All functional actions affecting the building facades have been concentrated on the courtyard, where the emergency stairs towers highlight. They consist on two prismatic metal framed which force the contrast between the intervention and the pre-existences. To keep the austere appearance of the military building the rest of the facade has basically been chopped and revoked and the fascia lines and stone plinths have been cleaned up. Skylights have been inserted in the roof to illuminate the upper floor.
The courtyard, minimally adequate with a protective concrete floor with a stamped finish, it is seen as a continuous and abstract surface on which the emergency stairs’ towers stand. When adaptation works to advance the rest of the block will take place in the future, the yard might be easily modified, given the lightweight of the performance.
The ground floor is divided into two parts by the entrance hall. The left wing of the building has been left as an area reserved for the future location of the University Art Museum, which has an important collection of Contemporary Spanish and Latin American paintings. The museum will be located on the remains of the fifteenth century chapels found during the excavation phase, which were cataloged and are protected until they could be recovered when the museum will be built. To allow more flexibility in the layout of this museum area, the space was created using a large spans structure without intermediate columns. This has allowed for avoiding interferences between the new foundation and the archaeological remains, and to free space inside.

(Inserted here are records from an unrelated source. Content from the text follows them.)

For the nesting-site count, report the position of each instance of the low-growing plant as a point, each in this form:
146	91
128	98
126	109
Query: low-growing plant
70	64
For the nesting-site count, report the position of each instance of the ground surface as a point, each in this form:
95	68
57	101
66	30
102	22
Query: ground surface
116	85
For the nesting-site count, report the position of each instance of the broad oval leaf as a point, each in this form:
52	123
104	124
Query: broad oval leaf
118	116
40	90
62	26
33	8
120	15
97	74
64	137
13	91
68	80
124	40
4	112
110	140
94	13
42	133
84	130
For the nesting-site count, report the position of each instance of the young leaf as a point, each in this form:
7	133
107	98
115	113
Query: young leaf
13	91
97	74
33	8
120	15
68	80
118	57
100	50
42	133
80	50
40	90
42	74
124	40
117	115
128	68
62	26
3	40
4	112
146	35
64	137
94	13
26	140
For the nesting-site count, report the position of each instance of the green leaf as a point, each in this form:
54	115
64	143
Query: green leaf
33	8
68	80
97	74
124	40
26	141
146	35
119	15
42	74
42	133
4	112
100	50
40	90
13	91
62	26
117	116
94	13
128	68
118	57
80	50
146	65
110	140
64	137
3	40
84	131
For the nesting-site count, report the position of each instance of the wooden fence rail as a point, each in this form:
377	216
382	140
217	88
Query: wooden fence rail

The entry to the LRC occurs from the vestibule on the right side of the ground floor. From the entrance hall, past the access control desks, we reach the loan desk. The cataloging spaces and the technical floor are located behind it. The entire LRC program is developed on the upper levels, organized by floors and sectors. The organization in U of the old barracks, which was already present in the old three volumes set up, has been explicitly maintained by introducing service cores, communication cores and emergency halls, which physically divide the building coinciding with the same three volumes.
The central volume, more limpid and wider than the others, houses the large workrooms, and reading rooms. This multipurpose space offers books consultation as well as individual study spaces and, mainly, collective study spaces, much in demand by students since Bologna Plan was established. Only the first floor of the southern volume attached to the main building it is occupied, in continuity with the great central space. The ground floor is intended to services.
The side volumes, perpendicular to the central one, house the library staff’s work zones (right wing of the building) and other spaces such as silence rooms, researchers and graduate offices, some classrooms and rooms for seminars and research groups. The books deposit is located on the mezzanine, connected to all levels by an exclusive lift.
The Alcalá City University Campus is known for the new use and the restoration of historical buildings from de XVII, XVIII an XIX century. An example of the modern practices on dynamic conservation of the historical heritage is the new Learning and Research Center (LRC) on the ruins of San Diego headquarter, built in 1859 on the site of the 1445 Franciscan convent of Santa Maria de Jesus.
The new building is built into the skin of the head quarter of the nineteenth century. The overall performance
respects the ancient remains discovered, clean the building of unwanted performances and adds the new architectural elements necessaries for the today use. The result is a wide space that can be run with the flexibility demanded by the constantly changing university needs and uses, of low maintenance, low energy consumption, and built adjusting costs to the current Spanish economic situation.